I'm trying to determine if it's worth keeping four large boxes for the rest of my life or if I should get rid of my college textbooks now. What have you done?
I'm not sure about the rest of your life, but I would wait a few years to decide. It's going to take a while for you to adjust from what's important inside school to what's important to you in "real life", and then you can make a better decision about which books might actually help you.
Did you throw away all of your college textbooks and regret it?What have you done?
No, I rarely part with a book under any circumstances. Of course, the downside to this is that my apartment looks like that of the book dealer guy from that movie Unfaithful.
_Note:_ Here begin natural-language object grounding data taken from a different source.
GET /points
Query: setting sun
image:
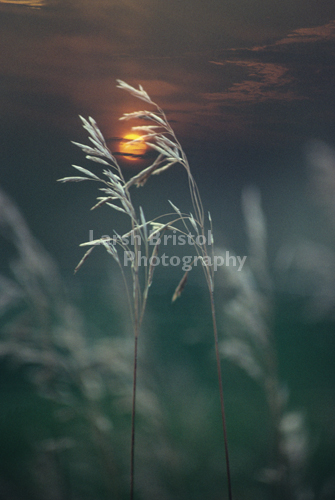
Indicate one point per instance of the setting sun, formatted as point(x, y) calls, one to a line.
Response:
point(132, 150)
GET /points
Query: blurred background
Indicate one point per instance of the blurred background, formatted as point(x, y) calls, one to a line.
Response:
point(249, 91)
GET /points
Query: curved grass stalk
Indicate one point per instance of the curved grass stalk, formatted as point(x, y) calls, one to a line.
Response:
point(160, 137)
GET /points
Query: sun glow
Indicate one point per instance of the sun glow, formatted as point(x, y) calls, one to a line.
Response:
point(132, 146)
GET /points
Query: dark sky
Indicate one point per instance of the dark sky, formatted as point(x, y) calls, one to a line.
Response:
point(245, 84)
point(224, 70)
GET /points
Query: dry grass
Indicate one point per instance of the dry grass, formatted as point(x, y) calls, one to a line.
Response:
point(159, 136)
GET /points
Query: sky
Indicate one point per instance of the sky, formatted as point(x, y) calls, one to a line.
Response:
point(245, 84)
point(260, 71)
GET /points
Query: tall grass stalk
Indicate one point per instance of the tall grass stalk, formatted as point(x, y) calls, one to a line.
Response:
point(159, 136)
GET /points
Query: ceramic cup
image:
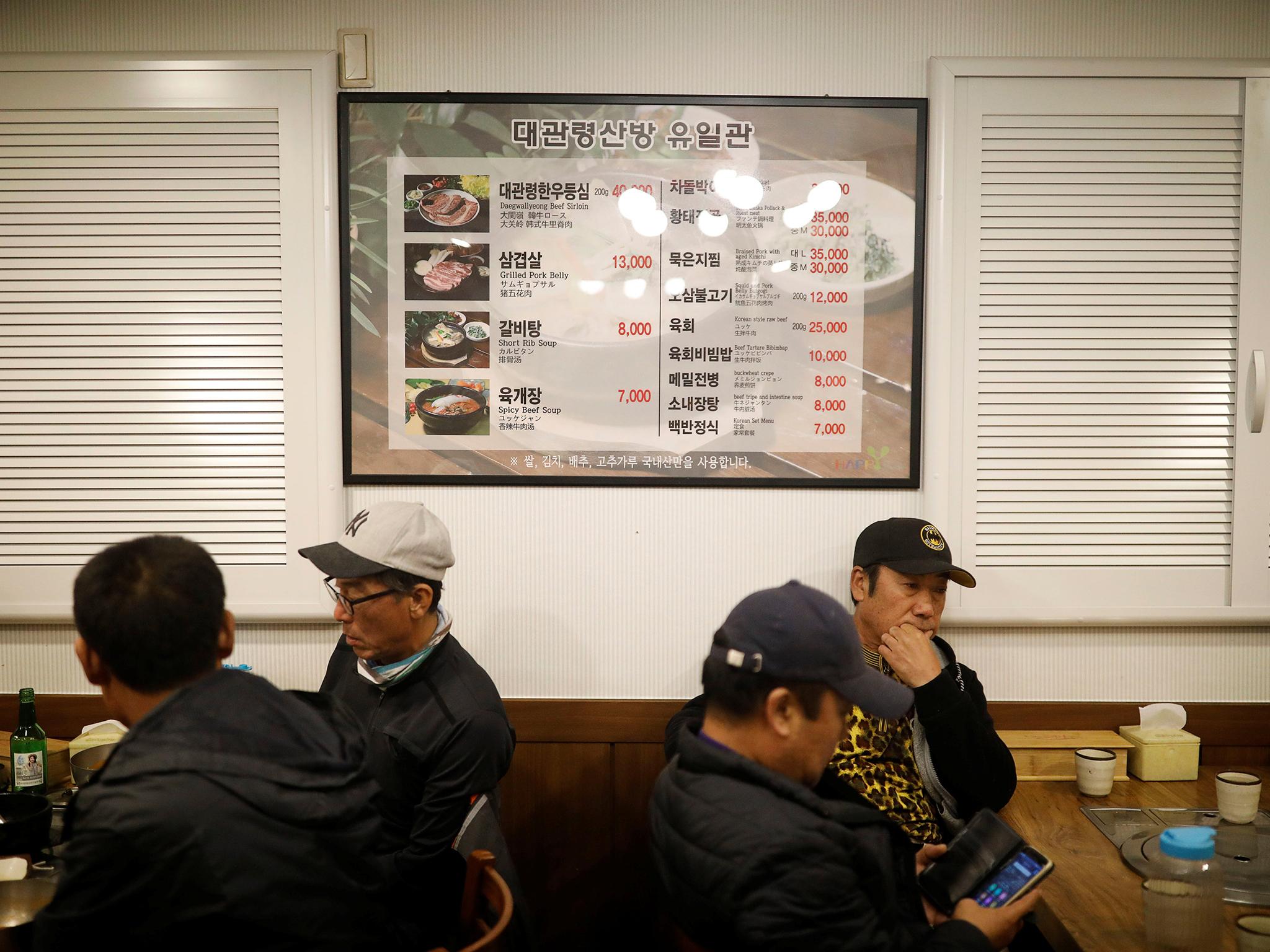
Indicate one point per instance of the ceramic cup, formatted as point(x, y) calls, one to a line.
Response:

I've long overflowed all of my shelf space, and now have books stacked up all around the place. I keep meaning to pitch some of the obviously no-longer-useful ones (especially the ones on obsolete, closed-source, proprietary technologies like ASP, ActiveX, etc.) but I have a real strong aversion to throwing books out.
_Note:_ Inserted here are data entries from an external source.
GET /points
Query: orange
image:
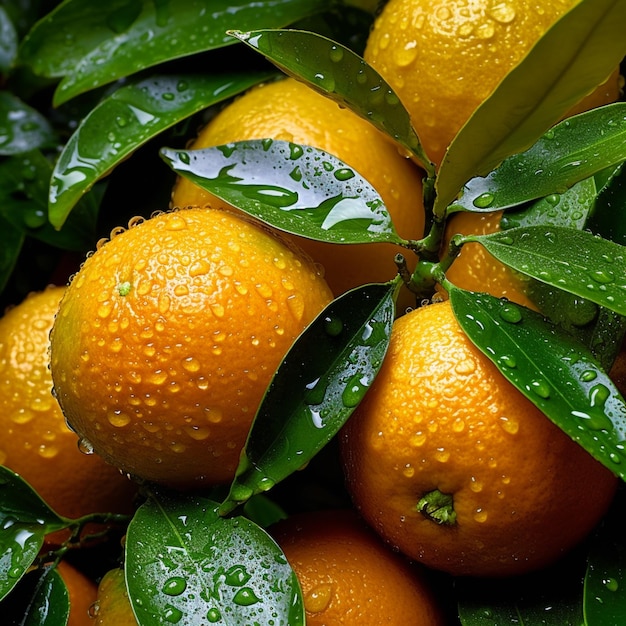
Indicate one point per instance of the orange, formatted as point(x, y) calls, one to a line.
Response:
point(445, 57)
point(168, 336)
point(477, 270)
point(291, 111)
point(348, 576)
point(456, 468)
point(36, 443)
point(113, 607)
point(82, 591)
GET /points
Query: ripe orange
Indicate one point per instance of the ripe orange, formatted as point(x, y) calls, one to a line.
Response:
point(113, 607)
point(82, 591)
point(445, 57)
point(453, 466)
point(348, 576)
point(168, 336)
point(289, 110)
point(36, 443)
point(477, 270)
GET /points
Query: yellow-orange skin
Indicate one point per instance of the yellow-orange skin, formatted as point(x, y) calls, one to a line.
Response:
point(113, 607)
point(440, 416)
point(289, 110)
point(168, 336)
point(36, 442)
point(445, 57)
point(349, 577)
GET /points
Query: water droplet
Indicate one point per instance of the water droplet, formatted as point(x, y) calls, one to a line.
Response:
point(484, 200)
point(174, 586)
point(318, 598)
point(245, 597)
point(511, 313)
point(172, 614)
point(237, 576)
point(540, 388)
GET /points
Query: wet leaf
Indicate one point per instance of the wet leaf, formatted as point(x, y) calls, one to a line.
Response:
point(25, 519)
point(550, 597)
point(609, 217)
point(316, 388)
point(131, 116)
point(334, 70)
point(552, 369)
point(572, 260)
point(24, 186)
point(8, 42)
point(187, 565)
point(91, 44)
point(11, 241)
point(568, 153)
point(605, 581)
point(22, 128)
point(40, 599)
point(298, 189)
point(579, 52)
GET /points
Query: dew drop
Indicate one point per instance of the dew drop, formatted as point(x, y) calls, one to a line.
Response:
point(484, 200)
point(245, 597)
point(174, 586)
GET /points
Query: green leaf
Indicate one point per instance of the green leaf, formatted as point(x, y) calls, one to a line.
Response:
point(91, 44)
point(24, 187)
point(127, 119)
point(298, 189)
point(11, 242)
point(579, 52)
point(572, 260)
point(25, 519)
point(570, 152)
point(186, 565)
point(605, 581)
point(609, 217)
point(8, 42)
point(552, 369)
point(40, 599)
point(316, 388)
point(550, 597)
point(334, 70)
point(22, 128)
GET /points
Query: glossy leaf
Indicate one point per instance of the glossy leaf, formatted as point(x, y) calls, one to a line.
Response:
point(336, 71)
point(298, 189)
point(552, 369)
point(605, 581)
point(316, 388)
point(40, 599)
point(22, 128)
point(11, 241)
point(609, 217)
point(8, 42)
point(579, 52)
point(127, 119)
point(550, 597)
point(91, 44)
point(186, 565)
point(568, 153)
point(25, 519)
point(572, 260)
point(24, 185)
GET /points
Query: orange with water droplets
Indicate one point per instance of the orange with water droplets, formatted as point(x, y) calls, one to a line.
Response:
point(291, 111)
point(445, 57)
point(456, 468)
point(349, 577)
point(168, 336)
point(36, 442)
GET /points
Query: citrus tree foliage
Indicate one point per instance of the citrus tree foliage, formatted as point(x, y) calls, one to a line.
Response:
point(96, 103)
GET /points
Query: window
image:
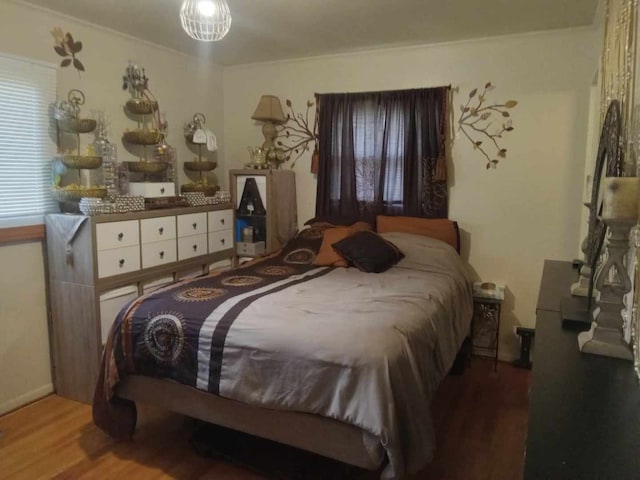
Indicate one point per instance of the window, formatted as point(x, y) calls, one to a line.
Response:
point(27, 90)
point(382, 153)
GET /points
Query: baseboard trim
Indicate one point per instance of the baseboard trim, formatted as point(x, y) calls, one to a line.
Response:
point(26, 398)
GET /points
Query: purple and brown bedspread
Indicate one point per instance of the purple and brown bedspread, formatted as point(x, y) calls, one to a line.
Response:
point(362, 348)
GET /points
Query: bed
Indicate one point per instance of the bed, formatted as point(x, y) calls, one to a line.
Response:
point(332, 360)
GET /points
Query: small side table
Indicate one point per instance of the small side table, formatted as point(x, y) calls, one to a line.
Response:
point(485, 329)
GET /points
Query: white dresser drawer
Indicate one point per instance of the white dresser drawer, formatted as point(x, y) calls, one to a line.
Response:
point(221, 240)
point(158, 253)
point(192, 224)
point(118, 261)
point(220, 220)
point(117, 234)
point(192, 246)
point(157, 229)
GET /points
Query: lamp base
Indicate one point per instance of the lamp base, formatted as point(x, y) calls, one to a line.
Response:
point(604, 341)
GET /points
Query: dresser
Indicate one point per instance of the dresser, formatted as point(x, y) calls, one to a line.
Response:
point(98, 264)
point(584, 410)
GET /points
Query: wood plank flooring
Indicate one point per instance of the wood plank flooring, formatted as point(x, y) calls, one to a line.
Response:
point(480, 419)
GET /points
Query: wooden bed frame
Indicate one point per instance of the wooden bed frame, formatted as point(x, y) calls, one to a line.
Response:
point(321, 435)
point(324, 436)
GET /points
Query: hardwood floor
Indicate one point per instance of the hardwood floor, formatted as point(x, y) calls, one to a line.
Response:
point(480, 419)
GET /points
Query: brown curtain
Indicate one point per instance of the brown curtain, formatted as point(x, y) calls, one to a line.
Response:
point(382, 153)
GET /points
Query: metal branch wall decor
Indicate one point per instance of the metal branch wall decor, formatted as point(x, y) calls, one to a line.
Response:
point(67, 47)
point(296, 136)
point(484, 124)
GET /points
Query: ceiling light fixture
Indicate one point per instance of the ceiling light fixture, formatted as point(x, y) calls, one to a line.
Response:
point(205, 20)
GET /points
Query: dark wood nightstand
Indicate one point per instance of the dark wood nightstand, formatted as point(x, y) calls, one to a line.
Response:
point(485, 329)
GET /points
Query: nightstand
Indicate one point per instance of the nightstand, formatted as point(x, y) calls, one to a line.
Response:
point(485, 329)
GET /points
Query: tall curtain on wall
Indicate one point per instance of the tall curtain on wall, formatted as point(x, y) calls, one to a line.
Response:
point(382, 153)
point(617, 76)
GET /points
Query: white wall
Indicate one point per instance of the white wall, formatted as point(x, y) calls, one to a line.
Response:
point(514, 217)
point(183, 85)
point(25, 371)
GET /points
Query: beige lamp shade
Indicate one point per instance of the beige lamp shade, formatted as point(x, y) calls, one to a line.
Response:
point(269, 110)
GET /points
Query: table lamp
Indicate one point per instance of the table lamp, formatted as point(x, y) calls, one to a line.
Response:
point(269, 110)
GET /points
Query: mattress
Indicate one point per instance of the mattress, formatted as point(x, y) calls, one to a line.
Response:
point(365, 349)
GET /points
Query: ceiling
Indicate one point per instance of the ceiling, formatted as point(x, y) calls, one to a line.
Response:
point(263, 30)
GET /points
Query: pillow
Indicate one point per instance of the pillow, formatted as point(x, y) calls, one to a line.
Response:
point(333, 222)
point(327, 256)
point(369, 252)
point(438, 228)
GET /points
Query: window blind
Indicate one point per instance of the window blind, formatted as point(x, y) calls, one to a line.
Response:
point(27, 147)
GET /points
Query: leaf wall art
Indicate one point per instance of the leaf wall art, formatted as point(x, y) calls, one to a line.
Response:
point(484, 124)
point(66, 47)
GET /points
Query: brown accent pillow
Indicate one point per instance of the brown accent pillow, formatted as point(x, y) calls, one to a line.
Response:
point(438, 228)
point(369, 252)
point(327, 256)
point(362, 226)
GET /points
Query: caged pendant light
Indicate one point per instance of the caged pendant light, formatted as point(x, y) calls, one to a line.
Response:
point(205, 20)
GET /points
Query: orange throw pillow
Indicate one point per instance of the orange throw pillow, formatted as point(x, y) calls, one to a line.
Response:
point(361, 226)
point(327, 256)
point(438, 228)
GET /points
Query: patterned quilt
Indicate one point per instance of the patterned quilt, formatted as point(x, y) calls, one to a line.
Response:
point(279, 332)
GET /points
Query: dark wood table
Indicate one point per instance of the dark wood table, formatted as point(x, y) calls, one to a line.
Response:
point(584, 414)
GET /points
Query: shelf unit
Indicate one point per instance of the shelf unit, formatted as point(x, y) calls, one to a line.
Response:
point(279, 223)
After college (see my top-level reply) I became the same way for some years. I eventually came to realize that a lot of my books truly no longer held any value to me, and I would almost certainly never open them again. I've managed to clear out about 10-15% of my collection, which actually did marvels for making the place look tidier.
Of course, I'm also continuing to buy more books, so, um...
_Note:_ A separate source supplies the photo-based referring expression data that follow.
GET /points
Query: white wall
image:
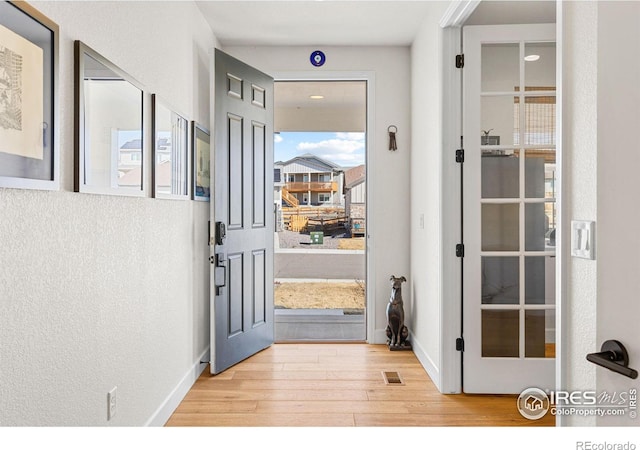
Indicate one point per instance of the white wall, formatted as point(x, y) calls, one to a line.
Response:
point(426, 181)
point(618, 244)
point(388, 179)
point(99, 291)
point(580, 150)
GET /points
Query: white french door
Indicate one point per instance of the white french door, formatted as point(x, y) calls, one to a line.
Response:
point(509, 208)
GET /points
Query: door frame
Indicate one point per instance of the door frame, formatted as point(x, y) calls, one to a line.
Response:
point(451, 321)
point(369, 77)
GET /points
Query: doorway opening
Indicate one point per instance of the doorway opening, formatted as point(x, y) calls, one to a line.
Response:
point(320, 203)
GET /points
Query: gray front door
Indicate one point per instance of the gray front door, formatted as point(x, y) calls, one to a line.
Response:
point(242, 316)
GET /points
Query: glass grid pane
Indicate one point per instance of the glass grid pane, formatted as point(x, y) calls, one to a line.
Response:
point(500, 227)
point(500, 280)
point(539, 329)
point(500, 333)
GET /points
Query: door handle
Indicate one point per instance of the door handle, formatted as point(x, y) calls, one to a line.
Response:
point(220, 272)
point(613, 356)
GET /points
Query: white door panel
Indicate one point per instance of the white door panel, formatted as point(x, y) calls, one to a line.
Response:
point(509, 208)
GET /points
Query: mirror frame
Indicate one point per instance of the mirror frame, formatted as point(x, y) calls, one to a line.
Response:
point(200, 136)
point(80, 50)
point(186, 156)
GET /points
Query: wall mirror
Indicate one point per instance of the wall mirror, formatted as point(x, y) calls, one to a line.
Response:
point(109, 120)
point(170, 152)
point(201, 162)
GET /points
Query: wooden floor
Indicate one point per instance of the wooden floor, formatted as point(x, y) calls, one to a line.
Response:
point(336, 385)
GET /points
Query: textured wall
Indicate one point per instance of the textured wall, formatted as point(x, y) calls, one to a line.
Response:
point(426, 192)
point(580, 88)
point(100, 291)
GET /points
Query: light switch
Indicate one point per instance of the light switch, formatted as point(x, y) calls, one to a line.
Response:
point(583, 239)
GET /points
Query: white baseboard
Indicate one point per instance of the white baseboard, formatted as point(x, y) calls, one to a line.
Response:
point(164, 411)
point(427, 363)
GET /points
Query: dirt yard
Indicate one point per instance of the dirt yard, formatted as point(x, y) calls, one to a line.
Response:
point(320, 295)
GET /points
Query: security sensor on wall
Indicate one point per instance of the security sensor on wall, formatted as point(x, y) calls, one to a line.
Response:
point(583, 239)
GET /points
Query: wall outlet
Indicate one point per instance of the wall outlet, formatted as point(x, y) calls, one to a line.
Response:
point(111, 403)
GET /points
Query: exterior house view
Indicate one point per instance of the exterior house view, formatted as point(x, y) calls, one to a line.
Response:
point(311, 181)
point(520, 255)
point(355, 199)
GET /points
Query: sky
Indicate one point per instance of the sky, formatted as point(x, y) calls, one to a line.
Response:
point(344, 149)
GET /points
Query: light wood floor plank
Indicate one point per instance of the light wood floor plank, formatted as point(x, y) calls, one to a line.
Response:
point(336, 385)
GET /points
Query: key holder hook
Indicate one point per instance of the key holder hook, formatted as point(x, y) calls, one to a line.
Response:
point(614, 357)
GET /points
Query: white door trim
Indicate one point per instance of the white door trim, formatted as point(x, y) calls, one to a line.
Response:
point(450, 363)
point(373, 337)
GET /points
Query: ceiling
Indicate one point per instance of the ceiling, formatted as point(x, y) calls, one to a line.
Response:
point(346, 22)
point(341, 23)
point(305, 23)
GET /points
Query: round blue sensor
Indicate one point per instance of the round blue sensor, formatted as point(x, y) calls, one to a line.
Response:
point(318, 58)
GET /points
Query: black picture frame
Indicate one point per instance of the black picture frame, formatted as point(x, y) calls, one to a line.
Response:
point(201, 151)
point(29, 148)
point(110, 127)
point(171, 152)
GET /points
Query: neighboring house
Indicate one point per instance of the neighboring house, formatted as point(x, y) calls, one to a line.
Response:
point(355, 199)
point(278, 185)
point(310, 180)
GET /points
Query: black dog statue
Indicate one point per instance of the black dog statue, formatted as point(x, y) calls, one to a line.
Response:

Maybe someday I'll come to like ebooks just as much, but so far I'm not counting on it.
Yeah, for a technology enthusiast, I'm something of a luddite when it comes to books. I mean, not totally, as I've purchased 3 Nooks over the years (the last one because I lost the first 2, but still...)
I've found that e-books occupy a certain niche for me, and they haven't replaced dead-tree books in general. I love my ebook reader when flying (I can carry hundreds or thousands of books on the plane with me! How awesome is that?), and when reading in bed at night (when I'm ready to go to sleep, I just close the cover and close my eyes. No need to fumble around with the lamp, etc.)
That said, most of my ebooks are pirated and are limited to specific niche topics - my collection of ebooks doesn't even begin to rival my physical library in breadth. Maybe eventually, but we'll see...
No, I kept almost all of them. I bet that out of maybe 40 textbooks, I've used maybe 4 - all programming-related (Programming Pearls, Numerical Recipes, some algorithm texts). I also have hundreds of non-textbooks sitting in boxes now.
Doing it all over again today with what's available online, I'd get rid of almost every book after I was done with it. They are so easy to replace that it's not worth the hassle and storage. Think of Amazon / eBay as your book storage mechanism.
I once pointed out, to a former grad school roommate, a big fat general relativity textbook sitting on my bookshelf. I said that even though I didn't use it any more and had forgotten its contents, it was hard for me to throw it out. "Of course not!" he replied, "It's the only proof you have that ever knew any of that stuff."
It's gone now. I've gotten rid of most of my textbooks, but I still retain a sampling for sentimental reasons.
Nope. I do regret not reading more, but have found that your local library (and local college library) has what you need, when you need it, 99% of the time.
There are a few treasured texts I keep (Elements of Style, a really good programming book written by a professor) that I kept, but I ditched 95% of them and never missed a beat.
I kept all the definitive language references (K&R for example), and theoretical books that I thought would be applicable, but got rid of most of the rest. I didn't even really use textbooks the last year or two of school, so it was mostly just undergrad classes that I had left.
I gave the bulk of mine away and kept only those that had value to me still.
While it's increasingly becoming harder for new students to use old text books due to the habits of publishers releasing new versions yearly and educators go along with it, there is still a lot of value to a new student in a slightly older text.
I've kept about a dozen, mostly higher level, books and chucked the rest. Of those I've probably used 3-4 over the past few years, and I've never missed any of the ones I chucked.